Note that I would tell the Jace player that saying 'I draw' is a clearer way to state his intentions. Doing so does not change that the Jace player was sufficiently clear in the game.
Starwarer is inferring too much from the other player's hesitation, I think. You know what I do if I don't fully understand a situation? I hesitate. (Then I usually ask for clarification, but only if in that intervening moment to think about things I don't come to a conclusion about what I believe the other player meant.)
Secondly, a die on the table is free information, but it's a lesser authority than what the player who put it there SAID he meant. This is why we don't use dice for life counters at competitive events.
I would first investigate the player communication violation. 'Draw a card' sounds like the imperative to me, because in English when we omit the subject, that implies 'you.' This sounds pretty similar to "Esper Charm targetting myself." In that case, since the Jace player said "[you] draw" and ticked the die down, then he puts a card back OR we tick the die up to 5. One of those two actions will put the game state into sync with what he communicated. I think the second would be more agreeable, but the first is probably more consistent.
GRV to the Jace player's opponent, put a card back. Advise to the Jace player to be a little more clear to help avoid these situations, and his opponent to clarify before proceeding in the future.
The two different draw abilities on Jace allow for some unfortunate ambiguity. Small details could have been included to avoid the problem altogether. Simply adjusting a die is subtle.
Best suggestions for players to help avoid these cases :
* Jace player could have stated "I draw?" or more clearly, "Jace's -1 on me?"
* The opponent could have double checked the die, or clarified with his opponent which ability was utilized.

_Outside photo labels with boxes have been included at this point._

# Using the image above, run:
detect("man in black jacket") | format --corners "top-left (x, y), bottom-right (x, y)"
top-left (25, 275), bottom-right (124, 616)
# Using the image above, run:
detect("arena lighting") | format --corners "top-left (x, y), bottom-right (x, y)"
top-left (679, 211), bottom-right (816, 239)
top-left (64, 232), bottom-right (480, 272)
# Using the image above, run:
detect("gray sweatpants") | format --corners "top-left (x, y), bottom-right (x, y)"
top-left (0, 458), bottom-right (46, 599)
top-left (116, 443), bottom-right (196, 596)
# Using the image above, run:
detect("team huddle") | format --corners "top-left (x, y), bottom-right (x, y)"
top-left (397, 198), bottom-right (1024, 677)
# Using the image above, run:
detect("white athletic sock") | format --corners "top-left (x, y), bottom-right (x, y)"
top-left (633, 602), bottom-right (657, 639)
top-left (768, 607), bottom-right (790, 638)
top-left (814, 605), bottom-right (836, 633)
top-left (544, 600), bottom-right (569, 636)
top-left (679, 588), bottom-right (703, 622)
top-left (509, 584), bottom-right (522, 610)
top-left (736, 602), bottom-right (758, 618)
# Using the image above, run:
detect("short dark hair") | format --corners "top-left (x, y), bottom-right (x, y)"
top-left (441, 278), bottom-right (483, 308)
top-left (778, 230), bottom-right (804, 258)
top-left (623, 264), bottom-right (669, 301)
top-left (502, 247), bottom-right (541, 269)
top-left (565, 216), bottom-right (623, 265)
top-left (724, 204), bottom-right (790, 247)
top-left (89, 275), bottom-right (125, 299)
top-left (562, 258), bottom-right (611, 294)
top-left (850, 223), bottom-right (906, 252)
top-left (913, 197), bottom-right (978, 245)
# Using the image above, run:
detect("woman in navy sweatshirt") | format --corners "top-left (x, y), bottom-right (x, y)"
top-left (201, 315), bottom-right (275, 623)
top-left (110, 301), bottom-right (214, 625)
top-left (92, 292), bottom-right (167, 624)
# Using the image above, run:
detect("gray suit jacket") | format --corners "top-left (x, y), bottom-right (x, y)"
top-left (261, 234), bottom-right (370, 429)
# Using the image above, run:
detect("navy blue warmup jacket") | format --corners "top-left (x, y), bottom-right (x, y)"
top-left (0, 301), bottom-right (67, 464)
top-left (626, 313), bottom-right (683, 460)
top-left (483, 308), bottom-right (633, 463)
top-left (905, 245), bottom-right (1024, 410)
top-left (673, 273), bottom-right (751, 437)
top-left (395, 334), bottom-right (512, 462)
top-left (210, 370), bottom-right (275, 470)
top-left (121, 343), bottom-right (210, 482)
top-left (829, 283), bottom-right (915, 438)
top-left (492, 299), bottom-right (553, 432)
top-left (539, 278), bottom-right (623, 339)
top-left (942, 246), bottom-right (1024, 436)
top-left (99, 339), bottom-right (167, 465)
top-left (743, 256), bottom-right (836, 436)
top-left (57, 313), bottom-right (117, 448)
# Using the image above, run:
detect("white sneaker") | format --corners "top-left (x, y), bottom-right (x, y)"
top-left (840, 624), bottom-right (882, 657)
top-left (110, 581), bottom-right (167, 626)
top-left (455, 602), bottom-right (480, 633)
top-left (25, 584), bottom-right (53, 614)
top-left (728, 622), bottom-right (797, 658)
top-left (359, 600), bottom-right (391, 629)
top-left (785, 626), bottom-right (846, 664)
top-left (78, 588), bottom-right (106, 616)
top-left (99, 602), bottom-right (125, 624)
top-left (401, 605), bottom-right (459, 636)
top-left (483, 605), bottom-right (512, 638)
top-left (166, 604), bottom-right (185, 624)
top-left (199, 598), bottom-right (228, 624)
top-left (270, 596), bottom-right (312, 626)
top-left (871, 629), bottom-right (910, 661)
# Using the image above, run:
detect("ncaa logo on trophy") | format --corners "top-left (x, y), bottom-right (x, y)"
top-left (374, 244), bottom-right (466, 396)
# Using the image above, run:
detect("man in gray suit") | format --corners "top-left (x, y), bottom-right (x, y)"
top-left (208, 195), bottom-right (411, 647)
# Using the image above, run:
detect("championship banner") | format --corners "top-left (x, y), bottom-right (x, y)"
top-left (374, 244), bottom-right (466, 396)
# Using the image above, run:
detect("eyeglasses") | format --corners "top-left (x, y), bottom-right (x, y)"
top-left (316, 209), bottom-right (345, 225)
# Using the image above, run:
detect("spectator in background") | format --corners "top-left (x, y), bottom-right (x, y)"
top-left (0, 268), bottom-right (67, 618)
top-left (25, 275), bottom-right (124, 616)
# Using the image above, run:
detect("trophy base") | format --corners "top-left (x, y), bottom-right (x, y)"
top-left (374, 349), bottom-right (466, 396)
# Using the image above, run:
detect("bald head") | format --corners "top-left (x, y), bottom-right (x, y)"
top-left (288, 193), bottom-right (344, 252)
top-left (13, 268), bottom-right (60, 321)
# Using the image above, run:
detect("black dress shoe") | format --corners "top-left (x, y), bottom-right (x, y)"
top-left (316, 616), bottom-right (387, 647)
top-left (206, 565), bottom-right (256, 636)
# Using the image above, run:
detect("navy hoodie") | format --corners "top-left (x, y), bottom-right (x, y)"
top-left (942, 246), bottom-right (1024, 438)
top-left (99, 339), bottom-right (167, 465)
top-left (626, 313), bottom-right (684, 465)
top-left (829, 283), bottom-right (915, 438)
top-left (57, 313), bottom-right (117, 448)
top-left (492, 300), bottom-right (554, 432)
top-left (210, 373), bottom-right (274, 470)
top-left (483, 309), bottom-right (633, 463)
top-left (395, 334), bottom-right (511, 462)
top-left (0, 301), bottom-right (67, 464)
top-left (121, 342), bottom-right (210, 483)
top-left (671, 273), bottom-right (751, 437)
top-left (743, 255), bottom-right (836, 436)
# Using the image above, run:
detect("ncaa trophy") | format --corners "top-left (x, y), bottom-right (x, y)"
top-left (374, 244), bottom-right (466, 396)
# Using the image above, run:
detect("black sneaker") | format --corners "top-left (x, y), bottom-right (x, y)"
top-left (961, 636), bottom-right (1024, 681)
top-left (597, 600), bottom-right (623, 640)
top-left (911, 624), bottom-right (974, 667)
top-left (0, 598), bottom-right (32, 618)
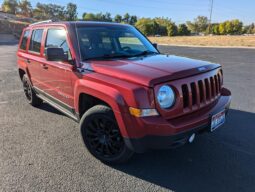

First thing I want to point out that no one else has really touched upon is the REL of the event. This is a GP people, these people should damn well know what they are doing. So this would be operating under PRO REL I'd be assuming.
First thing I see is a communication issue. The rolling down of the die from 3 to 2 is a clear selection of the -1 ability. The supporting statement and I quote of "draw a card" is highly ambiguous. Does it mean AP draws or OP draws. From my experiences on the OP side of a similar activation, as a player I must make sure all players are aware of the game state and the targeting choices. AP should have specified target and when he did not, OP should have required specification before resolution. (I play Vintage, I'm finicky about timing/specifications/responses because there are so many ways to interfere with things up more so than in any other format).
In an ideal world, I would want to take both players aside individually to determine what they thought was happening. My strategy here would be to rule out a PCV. However this IS a PRO REL event, Starwarer's first paragraph pretty much said it. I would be slapping a game loss on OP but I would also be placing a warning on AP for PCV about not being clear. As if i recall correctly, a player receiving multiple warnings for the same offense then can have them upgraded to a game loss.
I'll say it again. It's a GP, it's not your local FNM, there are arsehole players out there. The IPG is designed to provide a consistent guideline on this sort of thing. There is also a reason why there are various grades of REL. PRO REL means exactly that, serious prizes, serious event, if you are here then you should know how to play, play clearly AND know how to watch your opponent and when to call judge.
Day 1 of a GP is actually run at Competitive REL, Day 2 is Professional.
I don't necessarily disagree with your thoughts, I just thought I would point this out 🙂
Touché, I was operating there under the understanding that GP & PT titled events were all run at the PRO REL for the entire event unless stated otherwise in the pre-event announcements.